The Incredible, Affordable Egg
It's hard to name an egg dish that isn't pretty budget-friendly, but maybe your egg routine has grown a little stale. Perhaps it's time to try your hand at Spain's famous Tortilla española, made with egg, potato, and onion cooked in olive oil. It's under four bucks a serving, and keeps in the fridge up to three days. Looking for other ideas? This tender and fluffy Ham and Cheese Omelette makes a satisfying diner-style breakfast for dinner for about $5.50 per serving.
Flip 'Em the Bird
Chicken served on the bone is particularly soul-soothing, and it also makes great leftovers. We're partial to Greek-style Grilled Chicken with lemon, garlic, and oregano, which you can serve up for $4.75 a serving—its meat is remarkably juicy because it's butterflied before cooking.
If you're more in a stewy mood, Kenji's four-ingredient Chicken Paprikash is just the ticket for about $5.75 a serving, warmed with paprika that's toasted in oil and cooked slowly under a tight-fitting lid.
Burger night gets a little lighter if you go with turkey-based burgers. Ours stay juicy and flavorful because they're made with dark meat. You can keep 'em under six dollars a serving but still get a little fancy, topping each burger with avocado-cumin mash and crunchy sprouts. And the best news? It'll take you less than thirty minutes to get dinner on the table.
As the weather gets warmer, salads and other vegetable-centered dishes make the most appealing meals. If you have a loaf of bread on hand, all you need for dinner is a big bowl of ratatouille, made with tender eggplant, summer squash, peppers, and tomatoes. Stop by a farmers market at the end of the day, and it'll likely cost you less than our calculated $5.28 per serving.
You'll definitely want to wait for high tomato season to make a classic Panzanella (about $5.83 a serving), but you can use grocery store grape tomatoes for this Make-Ahead Quinoa Salad with herbs and veggies (about $4.50 per plate.) Feeling a bit more adventurous?
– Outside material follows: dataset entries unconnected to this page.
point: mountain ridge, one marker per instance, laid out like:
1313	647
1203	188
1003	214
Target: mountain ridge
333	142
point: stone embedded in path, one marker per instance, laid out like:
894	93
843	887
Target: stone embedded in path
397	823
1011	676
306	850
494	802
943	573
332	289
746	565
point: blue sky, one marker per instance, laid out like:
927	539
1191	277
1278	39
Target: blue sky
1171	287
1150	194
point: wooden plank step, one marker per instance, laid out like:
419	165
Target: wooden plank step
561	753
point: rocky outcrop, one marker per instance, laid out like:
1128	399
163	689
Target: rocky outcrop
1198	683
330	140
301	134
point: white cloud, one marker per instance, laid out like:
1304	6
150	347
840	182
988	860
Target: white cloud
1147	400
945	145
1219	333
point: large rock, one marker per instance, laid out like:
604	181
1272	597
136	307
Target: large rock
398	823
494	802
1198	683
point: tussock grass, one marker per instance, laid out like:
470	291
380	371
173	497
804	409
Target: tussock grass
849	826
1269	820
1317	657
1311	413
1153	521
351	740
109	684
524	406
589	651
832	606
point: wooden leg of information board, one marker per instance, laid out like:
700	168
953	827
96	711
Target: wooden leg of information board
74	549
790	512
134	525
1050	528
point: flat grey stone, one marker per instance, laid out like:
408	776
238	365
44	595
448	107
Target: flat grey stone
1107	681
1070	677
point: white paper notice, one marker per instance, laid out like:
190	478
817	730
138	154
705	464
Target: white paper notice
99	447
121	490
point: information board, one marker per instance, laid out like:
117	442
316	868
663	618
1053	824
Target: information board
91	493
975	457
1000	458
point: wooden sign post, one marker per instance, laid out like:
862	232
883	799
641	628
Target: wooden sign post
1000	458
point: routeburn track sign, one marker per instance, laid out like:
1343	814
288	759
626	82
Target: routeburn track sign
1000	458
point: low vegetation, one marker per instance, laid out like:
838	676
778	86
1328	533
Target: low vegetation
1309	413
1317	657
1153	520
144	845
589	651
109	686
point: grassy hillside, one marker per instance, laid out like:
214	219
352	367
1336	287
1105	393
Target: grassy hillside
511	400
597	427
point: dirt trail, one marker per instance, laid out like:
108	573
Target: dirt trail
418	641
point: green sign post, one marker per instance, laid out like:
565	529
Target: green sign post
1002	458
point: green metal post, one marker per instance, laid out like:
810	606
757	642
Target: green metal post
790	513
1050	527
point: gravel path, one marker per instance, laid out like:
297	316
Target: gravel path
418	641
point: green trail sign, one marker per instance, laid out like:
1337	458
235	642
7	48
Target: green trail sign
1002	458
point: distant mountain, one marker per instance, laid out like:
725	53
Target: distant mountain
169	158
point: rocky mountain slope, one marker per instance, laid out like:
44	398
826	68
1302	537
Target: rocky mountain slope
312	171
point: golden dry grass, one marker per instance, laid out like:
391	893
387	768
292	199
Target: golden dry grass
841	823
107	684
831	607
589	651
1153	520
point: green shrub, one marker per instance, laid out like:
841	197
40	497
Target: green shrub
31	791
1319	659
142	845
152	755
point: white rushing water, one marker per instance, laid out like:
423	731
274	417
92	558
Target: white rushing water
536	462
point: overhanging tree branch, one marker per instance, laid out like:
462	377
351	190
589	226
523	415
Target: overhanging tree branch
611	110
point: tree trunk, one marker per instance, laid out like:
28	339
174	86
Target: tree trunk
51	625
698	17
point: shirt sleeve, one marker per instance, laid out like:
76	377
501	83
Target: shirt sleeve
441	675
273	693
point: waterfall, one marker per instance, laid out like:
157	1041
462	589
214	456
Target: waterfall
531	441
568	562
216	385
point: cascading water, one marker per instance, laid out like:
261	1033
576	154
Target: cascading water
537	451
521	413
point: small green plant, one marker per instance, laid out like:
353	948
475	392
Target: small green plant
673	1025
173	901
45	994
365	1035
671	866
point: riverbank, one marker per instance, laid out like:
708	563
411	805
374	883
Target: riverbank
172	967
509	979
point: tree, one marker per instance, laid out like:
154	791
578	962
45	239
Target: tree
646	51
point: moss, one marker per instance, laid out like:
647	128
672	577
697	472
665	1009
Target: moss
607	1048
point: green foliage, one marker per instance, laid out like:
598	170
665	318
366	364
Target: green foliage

We love the vibrant flavors of this Charred Broccoli Salad With Sardines, Pickled Shallot, and Mint, and it costs less than $4 a serving.
Our favorite homemade Black Bean Burgers start with roasted canned beans, which are dense and packed with flavor. Pair up the beans with salty feta, sautéed onion, and poblano pepper, and you've got a veggie burger that everyone will love (for about five bucks a serving.)
Homemade pizza is another affordable way to showcase fresh vegetables; try your hand at making your own dough, or go with storebought, and this Charred Kale Pizza with two cheeses and plenty of garlic will come out to about $5 per serving.
Pasta and More
Your pasta repertoire probably includes numerous budget-friendly dishes, but we wanted to point you toward a few particularly fun—and satisfying—recipes. Daniel's Pasta With Chickpea Sauce is creamy and hearty—and totally vegan if you don't top it with Parmesan. (It's about $5.20 per serving.) If you're craving a lighter version of a nostalgic dish, check out Kenji's Easy One-Pot, No-Knife, Lighter Tuna Noodle Casserole. The potato-chip topping is optional (but recommended, because come on, everyone likes potato chips), and each serving clocks in at about $4.35.
And while you can stuff yourself with delicate homemade gyoza for about $4.15 a serving by following the recipe, we recommend doubling or tripling the quantities, because dumpling-making is best done with friends.